DEPRESSION
If you have given up activities that gave you pleasure and were positive, including socialising with others, and have become passive and drifting, then you feel your life is empty, with fear and anguish (depression).
Demotivation from the banal things of everyday life, which become unbearable and uninteresting, also leads to changes in thinking (concentration, reasoning, memory are affected), and what we think about ourselves makes us feel negative about the future.
Being depressed is like throwing all the good things you have at home out into the street and as you look around and see your house emptying, you think to yourself: “I have nothing, I’m going to be miserable, I have no future, there’s no hope for me”.
Depression is a common illness that, if treated correctly, has a good prognosis.
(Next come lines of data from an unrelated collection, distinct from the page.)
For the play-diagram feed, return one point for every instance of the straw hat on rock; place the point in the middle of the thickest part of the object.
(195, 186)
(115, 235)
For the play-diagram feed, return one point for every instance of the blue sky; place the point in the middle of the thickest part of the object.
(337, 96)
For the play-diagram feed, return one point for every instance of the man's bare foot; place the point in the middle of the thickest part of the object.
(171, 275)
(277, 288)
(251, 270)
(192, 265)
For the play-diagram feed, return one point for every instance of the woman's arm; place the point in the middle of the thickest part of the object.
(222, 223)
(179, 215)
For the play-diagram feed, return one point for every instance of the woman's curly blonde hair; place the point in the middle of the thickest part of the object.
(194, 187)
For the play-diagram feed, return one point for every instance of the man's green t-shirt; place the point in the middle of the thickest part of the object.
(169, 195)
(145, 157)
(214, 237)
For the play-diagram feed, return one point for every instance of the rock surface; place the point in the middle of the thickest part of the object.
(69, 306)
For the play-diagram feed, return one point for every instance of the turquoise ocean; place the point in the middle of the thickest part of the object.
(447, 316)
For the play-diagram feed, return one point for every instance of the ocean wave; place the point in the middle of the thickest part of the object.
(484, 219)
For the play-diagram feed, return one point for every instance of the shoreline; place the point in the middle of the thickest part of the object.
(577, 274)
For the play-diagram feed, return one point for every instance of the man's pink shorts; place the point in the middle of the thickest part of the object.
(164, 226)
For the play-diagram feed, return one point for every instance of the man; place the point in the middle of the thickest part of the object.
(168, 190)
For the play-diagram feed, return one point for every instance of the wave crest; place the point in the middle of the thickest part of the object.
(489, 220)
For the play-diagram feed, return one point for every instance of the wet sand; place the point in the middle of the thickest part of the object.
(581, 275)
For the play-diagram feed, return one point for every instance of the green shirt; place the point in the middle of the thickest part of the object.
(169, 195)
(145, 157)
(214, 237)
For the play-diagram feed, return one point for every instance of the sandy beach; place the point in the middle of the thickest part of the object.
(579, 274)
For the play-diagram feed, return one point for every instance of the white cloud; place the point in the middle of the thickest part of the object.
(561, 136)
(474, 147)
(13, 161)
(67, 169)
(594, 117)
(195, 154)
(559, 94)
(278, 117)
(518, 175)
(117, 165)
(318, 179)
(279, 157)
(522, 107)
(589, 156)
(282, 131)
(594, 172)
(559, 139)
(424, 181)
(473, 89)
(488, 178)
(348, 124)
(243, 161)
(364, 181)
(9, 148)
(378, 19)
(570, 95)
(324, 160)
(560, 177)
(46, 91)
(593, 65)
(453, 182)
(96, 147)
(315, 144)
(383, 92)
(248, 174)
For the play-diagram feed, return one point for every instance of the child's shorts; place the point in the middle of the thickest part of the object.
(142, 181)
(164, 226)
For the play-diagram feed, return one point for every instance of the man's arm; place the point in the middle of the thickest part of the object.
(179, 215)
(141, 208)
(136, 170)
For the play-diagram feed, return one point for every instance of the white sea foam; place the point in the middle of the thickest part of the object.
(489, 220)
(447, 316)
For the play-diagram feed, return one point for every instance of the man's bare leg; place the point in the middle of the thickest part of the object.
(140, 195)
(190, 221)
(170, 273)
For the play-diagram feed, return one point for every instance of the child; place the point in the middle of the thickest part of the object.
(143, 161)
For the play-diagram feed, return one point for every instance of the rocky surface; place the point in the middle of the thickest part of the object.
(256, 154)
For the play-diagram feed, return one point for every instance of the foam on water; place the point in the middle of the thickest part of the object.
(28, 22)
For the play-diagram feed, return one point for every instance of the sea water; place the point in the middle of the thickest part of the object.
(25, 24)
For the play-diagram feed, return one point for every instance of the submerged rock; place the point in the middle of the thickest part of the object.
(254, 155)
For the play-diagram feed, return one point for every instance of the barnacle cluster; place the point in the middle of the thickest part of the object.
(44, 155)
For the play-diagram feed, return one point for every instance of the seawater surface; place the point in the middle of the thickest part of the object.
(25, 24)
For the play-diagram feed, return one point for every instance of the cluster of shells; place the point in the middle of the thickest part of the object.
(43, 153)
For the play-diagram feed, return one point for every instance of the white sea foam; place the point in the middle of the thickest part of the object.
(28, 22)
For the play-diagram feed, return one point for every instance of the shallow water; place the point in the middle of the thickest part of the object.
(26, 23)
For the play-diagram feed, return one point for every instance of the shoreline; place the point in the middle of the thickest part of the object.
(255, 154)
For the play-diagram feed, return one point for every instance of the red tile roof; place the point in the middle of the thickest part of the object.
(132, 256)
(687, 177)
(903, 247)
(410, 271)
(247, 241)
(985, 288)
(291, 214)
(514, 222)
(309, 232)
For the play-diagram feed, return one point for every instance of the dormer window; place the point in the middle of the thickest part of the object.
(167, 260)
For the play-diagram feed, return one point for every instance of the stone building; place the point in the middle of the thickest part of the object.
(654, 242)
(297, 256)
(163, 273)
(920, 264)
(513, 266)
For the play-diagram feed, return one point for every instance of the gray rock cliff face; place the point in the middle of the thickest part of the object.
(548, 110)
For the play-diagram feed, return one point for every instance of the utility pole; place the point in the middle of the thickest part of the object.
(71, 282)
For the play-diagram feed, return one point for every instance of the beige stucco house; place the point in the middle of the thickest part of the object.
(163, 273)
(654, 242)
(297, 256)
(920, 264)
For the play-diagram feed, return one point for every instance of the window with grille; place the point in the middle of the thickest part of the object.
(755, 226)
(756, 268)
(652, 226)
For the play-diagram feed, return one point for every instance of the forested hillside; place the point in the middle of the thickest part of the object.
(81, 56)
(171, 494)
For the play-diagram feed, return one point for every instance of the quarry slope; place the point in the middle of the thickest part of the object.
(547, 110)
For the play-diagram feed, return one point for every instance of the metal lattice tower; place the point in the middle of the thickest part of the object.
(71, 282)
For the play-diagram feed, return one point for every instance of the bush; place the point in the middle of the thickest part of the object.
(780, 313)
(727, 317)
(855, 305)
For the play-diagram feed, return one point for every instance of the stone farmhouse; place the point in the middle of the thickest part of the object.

It requires treatment that combines the use of medication with psychotherapeutic counselling aimed at strengthening the patient’s personality and helping them to cope in a healthier way with the problems and frustrations of everyday life.
How we work with the problem of Depression:
Starting treatment with people suffering from depressive symptoms makes it essential for the family to be involved in this plan for change. Assessing strengths and weaknesses ensures that our programme is based on the positive aspects and potential of each person. Initiating change and looking at difficulties in a different way. Giving meaning to life and making it interesting, creating new challenges are the primary focus of change and of our Depression Treatment.
The physical aspect is also important, emphasising the need to increase activity in order to combat “stress hormones”, providing a feeling of greater energy, coming from the increase in cardiovascular and muscular capacity, with the supervision of a sports coach and a weekly training plan contributing to a more positive view of oneself, thus allowing the person to better understand the relationship between continued effort and the possibility of a more positive life.